奈良県 前方後円墳

新木山古墳

別名: 三吉陵墓参考地
所在地奈良県
形状前方後円墳
墳丘長200 m
築造時期5世紀前半

概要

奈良県北葛城郡河合町大塚に位置する墳丘長200mの大型前方後円墳。馬見古墳群中央群の主要構成古墳で、宮内庁が三吉陵墓参考地として管轄する。5世紀前半の築造で、巣山古墳(220m)とほぼ同時期の大型前方後円墳。馬見丘陵公園の北部エリアに位置し、公園散策の中で外観を見学できる。「新木山(にきやま)」という古墳名は、古くからこの丘を指す地名として伝わる。「陵墓参考地」指定により学術調査が制限されているが、隣接する巣山古墳(広陵町)が国史跡として発掘調査可能であることと対照的。馬見丘陵公園(広陵町・河合町)は両古墳を含む大型公園として整備されており、新木山古墳の周辺も公園整備の恩恵で比較的見学しやすい環境にある。

出土品・調査研究

【現状】宮内庁の三吉陵墓参考地(みよしりょうぼさんこうち)として管轄されており、発掘調査は未実施。【外部観察から判明していること】三段築成の墳丘外形が確認されており、葺石と埴輪列(円筒埴輪)の痕跡が外周観察・地表採集から報告されている。周濠を伴う大型前方後円墳(墳丘長200m)の基本構造は把握されている。内部の埋葬施設・副葬品は不明。【立地の特徴】馬見丘陵公園北部エリアに位置し、巣山古墳(220m)・乙女山古墳(130m)と並んで馬見古墳群中央群を構成する。隣接する巣山古墳(特別史跡)が発掘調査可能であるのと対照的。

被葬者をめぐる両論

考古学的見解
墳丘長200m・後円部径約117m・高さ約19m・前方部幅約135m・3段築成の大型前方後円墳。
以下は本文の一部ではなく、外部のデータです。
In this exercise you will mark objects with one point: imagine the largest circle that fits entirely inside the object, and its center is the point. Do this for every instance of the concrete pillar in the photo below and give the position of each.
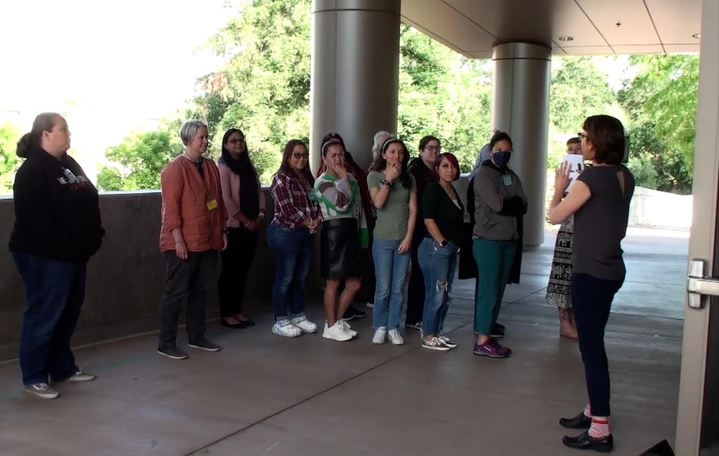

5世紀前半の築造と推定される。葺石・埴輪列が確認されており、周濠を備える。宮内庁管轄の陵墓参考地のため発掘調査は未実施。巣山古墳(220m)と同時期の大型前方後円墳として馬見古墳群中央群の主要構成古墳。被葬者は不明だが、5世紀前半のヤマト王権と密接に関わった有力首長・王族とみられる。
宮内庁見解
三吉陵墓参考地(みよしりょうぼさんこうち)として宮内庁書陵部が管轄。陵墓参考地は「天皇・皇族の墓に関係する可能性がある」として宮内庁が管理する区分で、特定の被葬者を確定しない。立入禁止管理が行われており発掘調査は実施されていない。

探索メモ

最寄りは近鉄田原本線「池部」駅から徒歩約20分、または近鉄大阪線「五位堂」駅からコミュニティバス利用。馬見丘陵公園内のガイダンス館で馬見古墳群全体の解説を受けられる。